History of The Collection
Initially, as a teenager, Robert Opie gathered together contemporary packaging,
everything from cereal boxes to cigarette packs. The first item in the Collection
was a Munchies pack bought by Robert on Inverness railway station in 1963, when
he was 16. A few years later Robert's mission extended to understanding the origins
and development of brands and retailing ; he assembled the evidence from thousands
of surviving examples of bottles, tins, labels, signs and many forms of promotional
and advertising material. By 1975 there was enough material for Robert to be invited
to stage a one-man show at the Victoria & Albert Museum in London. This was
entitled The Pack Age ; A Century of Wrapping It Up. This temporary show was such
a success with the public and the media that it encouraged Robert to try to create
a permanent Museum, and this was achieved in 1984, with the setting up of the
Museum in Gloucester.
The Collection expanded rapidly when Robert decided to extend it into further
areas of social history - toys and games, travel and transport, leisure and entertainment,
comics, magazines and newspapers - every facet of daily life, including souvenirs
from exhibitions and major events such as coronations. Ephemera such as postcards,
song sheets, posters and brochures show not only the story of design and fashion
but also the whole structure and transitional nature of everyday life. The research
Robert undertook was similar to assembling a vast jigsaw where each tiny piece
contributes to the undersatnding of the wider picture. " Some may consider
so much apparent trivia to be so much rubbish," says Opie, "but it is
amongst the fragments of daily living that we are psychologically and socially
rooted, and this is where the impulses of our society can be found."

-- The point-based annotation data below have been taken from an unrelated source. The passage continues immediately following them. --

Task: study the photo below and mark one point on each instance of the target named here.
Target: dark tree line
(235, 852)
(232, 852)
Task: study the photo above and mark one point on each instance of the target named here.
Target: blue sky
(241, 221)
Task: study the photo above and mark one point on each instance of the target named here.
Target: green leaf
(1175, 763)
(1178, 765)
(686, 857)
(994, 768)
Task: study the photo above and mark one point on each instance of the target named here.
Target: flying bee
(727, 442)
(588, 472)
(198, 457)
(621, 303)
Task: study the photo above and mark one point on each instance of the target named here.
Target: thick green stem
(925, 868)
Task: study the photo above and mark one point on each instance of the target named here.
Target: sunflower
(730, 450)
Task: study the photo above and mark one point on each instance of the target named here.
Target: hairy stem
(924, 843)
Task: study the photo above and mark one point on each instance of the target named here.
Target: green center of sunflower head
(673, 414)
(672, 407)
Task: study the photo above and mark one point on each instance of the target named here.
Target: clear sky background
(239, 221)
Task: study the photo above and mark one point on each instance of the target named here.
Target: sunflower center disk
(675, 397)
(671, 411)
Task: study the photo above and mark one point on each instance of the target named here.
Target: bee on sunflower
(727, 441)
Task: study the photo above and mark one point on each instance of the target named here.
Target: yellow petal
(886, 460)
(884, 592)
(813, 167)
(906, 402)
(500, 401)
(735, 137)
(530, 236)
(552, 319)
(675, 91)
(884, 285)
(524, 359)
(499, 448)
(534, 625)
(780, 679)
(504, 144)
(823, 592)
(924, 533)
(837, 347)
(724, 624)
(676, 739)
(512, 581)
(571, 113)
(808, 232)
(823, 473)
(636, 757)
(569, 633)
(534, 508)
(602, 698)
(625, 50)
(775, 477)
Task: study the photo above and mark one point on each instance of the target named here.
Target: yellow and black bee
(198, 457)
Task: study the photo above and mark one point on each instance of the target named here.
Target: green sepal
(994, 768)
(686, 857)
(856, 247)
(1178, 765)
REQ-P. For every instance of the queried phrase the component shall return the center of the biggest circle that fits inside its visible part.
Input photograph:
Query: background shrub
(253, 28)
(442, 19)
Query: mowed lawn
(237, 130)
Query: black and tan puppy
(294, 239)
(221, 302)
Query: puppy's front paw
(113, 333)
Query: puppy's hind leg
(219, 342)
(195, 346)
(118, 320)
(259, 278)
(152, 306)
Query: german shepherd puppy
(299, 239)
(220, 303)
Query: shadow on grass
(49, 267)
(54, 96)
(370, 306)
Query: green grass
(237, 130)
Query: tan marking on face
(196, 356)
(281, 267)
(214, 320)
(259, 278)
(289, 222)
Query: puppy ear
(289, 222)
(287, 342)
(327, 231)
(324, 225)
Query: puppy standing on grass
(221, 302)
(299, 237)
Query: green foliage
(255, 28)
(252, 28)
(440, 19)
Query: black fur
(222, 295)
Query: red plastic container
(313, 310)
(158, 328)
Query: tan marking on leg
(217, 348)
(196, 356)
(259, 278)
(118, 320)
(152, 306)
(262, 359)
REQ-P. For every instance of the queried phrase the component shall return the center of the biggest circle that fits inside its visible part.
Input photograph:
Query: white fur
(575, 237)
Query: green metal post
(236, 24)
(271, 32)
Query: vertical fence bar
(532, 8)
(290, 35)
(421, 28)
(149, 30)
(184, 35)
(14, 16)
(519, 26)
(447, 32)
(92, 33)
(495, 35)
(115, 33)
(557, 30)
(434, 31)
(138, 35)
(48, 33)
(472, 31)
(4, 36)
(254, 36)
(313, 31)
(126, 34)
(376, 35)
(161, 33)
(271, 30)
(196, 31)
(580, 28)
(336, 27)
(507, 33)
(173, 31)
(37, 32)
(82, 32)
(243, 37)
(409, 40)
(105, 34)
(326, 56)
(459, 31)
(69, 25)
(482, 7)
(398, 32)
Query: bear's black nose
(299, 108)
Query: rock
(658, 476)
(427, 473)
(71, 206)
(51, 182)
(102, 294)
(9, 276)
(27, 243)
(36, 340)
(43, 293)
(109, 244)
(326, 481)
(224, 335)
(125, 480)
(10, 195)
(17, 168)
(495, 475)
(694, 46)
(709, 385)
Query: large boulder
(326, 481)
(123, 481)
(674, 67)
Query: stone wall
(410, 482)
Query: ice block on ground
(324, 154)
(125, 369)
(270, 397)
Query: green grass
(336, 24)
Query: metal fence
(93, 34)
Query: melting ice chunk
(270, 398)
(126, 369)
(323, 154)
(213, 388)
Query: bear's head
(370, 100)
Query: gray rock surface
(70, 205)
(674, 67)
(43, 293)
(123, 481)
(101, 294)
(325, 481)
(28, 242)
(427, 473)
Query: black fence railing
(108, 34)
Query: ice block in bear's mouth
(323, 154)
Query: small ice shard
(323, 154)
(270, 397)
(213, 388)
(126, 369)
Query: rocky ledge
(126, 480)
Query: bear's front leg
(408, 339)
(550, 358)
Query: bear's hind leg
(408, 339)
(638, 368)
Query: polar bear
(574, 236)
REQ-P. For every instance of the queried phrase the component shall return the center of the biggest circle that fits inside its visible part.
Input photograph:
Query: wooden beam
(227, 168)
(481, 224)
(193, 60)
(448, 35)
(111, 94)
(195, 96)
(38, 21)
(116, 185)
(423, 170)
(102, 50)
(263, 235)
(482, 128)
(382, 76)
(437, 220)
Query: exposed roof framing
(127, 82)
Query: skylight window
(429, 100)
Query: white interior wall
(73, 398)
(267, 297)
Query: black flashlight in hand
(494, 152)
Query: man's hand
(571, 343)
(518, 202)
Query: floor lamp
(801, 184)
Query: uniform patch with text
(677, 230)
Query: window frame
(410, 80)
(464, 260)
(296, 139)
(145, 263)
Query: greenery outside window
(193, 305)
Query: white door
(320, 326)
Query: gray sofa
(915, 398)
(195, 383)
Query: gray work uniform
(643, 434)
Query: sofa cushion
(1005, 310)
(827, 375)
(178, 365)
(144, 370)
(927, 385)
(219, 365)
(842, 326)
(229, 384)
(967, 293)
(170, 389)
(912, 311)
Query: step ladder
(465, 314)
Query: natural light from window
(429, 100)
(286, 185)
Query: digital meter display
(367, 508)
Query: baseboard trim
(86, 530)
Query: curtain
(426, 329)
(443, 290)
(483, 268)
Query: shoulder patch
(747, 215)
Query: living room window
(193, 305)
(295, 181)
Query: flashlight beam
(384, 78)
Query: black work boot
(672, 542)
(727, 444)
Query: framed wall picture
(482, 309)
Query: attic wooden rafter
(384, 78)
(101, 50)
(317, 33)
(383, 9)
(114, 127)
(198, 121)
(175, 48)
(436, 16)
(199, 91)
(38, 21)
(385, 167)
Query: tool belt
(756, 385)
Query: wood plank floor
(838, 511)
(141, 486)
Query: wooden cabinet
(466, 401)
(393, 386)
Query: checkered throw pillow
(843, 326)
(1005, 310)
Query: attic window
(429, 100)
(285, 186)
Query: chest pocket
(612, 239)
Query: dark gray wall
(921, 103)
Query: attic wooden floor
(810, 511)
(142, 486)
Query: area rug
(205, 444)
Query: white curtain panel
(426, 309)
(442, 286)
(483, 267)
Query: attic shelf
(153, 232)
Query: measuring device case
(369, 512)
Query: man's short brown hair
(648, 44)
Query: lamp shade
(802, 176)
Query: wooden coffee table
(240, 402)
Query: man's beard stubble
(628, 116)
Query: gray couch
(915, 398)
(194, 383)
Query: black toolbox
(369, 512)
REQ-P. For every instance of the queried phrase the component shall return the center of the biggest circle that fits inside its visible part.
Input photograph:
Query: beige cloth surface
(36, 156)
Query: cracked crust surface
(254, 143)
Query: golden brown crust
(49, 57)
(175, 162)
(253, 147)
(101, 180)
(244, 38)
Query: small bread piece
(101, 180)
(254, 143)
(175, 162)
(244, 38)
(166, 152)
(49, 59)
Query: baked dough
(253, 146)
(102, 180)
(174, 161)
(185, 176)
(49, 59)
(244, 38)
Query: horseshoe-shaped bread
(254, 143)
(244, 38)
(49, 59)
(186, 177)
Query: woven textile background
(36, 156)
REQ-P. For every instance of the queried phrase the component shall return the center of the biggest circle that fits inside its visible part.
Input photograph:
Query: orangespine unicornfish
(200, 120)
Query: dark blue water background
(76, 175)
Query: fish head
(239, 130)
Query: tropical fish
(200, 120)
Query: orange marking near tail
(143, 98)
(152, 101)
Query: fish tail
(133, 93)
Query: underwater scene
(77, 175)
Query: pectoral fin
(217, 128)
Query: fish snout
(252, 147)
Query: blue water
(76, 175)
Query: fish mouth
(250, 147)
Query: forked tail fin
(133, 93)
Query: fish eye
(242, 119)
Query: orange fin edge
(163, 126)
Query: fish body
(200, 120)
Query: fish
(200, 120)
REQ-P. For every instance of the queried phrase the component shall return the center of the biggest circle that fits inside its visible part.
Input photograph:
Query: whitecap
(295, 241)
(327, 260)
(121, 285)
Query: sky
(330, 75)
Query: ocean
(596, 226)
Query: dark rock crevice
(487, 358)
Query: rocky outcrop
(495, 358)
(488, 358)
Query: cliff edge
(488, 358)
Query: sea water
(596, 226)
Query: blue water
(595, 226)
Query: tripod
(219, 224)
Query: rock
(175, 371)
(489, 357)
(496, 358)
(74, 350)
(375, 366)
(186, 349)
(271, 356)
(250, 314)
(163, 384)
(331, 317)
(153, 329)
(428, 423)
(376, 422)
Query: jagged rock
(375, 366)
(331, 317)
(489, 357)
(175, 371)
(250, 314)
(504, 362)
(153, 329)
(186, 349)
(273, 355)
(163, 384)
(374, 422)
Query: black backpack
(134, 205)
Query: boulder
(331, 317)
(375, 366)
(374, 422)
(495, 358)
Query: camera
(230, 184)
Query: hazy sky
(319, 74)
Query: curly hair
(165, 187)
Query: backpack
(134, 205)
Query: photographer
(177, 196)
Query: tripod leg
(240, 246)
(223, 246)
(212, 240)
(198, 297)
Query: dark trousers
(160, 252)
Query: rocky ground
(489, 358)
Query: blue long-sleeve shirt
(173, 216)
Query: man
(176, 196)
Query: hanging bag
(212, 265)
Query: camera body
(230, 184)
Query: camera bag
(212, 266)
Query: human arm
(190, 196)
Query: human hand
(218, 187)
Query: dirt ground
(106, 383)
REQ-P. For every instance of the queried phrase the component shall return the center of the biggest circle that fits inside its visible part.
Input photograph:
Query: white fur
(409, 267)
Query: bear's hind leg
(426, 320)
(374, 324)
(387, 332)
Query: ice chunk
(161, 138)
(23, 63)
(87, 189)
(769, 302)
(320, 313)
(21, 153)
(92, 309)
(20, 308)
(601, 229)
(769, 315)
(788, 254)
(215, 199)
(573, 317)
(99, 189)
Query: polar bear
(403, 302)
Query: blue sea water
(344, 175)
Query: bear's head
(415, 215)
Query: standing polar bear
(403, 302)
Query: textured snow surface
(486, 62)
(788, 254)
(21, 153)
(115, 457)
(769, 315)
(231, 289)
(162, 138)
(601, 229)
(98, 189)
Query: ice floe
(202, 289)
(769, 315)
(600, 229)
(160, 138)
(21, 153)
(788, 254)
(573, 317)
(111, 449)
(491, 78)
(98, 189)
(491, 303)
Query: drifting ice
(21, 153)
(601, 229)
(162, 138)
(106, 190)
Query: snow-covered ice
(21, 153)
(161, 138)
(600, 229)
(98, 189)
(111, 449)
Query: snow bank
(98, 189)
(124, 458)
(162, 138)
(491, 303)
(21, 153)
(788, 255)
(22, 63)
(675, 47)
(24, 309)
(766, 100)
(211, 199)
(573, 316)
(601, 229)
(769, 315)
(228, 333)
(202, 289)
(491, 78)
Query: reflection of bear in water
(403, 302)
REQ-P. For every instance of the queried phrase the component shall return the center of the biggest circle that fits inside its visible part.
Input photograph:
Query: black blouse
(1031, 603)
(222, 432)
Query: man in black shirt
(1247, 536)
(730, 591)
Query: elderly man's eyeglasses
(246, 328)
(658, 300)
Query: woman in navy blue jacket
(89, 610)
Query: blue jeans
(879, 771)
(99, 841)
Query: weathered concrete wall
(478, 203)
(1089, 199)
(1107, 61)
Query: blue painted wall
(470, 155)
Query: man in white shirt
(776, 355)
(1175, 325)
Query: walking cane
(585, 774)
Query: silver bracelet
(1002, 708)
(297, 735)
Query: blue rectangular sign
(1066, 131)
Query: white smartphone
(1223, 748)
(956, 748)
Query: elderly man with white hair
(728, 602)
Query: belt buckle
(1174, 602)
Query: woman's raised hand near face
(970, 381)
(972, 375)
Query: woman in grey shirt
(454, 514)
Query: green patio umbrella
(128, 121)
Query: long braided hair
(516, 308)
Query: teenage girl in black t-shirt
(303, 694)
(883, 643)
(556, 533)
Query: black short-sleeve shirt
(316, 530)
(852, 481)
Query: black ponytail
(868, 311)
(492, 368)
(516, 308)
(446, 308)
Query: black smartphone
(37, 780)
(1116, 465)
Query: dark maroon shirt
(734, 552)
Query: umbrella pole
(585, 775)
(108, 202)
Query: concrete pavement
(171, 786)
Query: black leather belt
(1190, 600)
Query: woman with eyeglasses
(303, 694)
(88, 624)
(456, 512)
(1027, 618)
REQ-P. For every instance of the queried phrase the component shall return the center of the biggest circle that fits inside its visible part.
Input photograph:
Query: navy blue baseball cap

Many people now recognise that such a wealth of historical reference provides
intellectual stimulation, has social significance, gives aesthetic pleasure, is
an education to the young, provides the evidence from which the student may learn
of the past, and is an excursion into nostalgia. Robert Opie concludes :"It
is difficult to understand why recognition for this part of our national heritage
cannot at the moment obtain the status it deserves. It remains the poor relative
alongside the established works that fill our national galleries and museums.
Our mission is still to change this perception."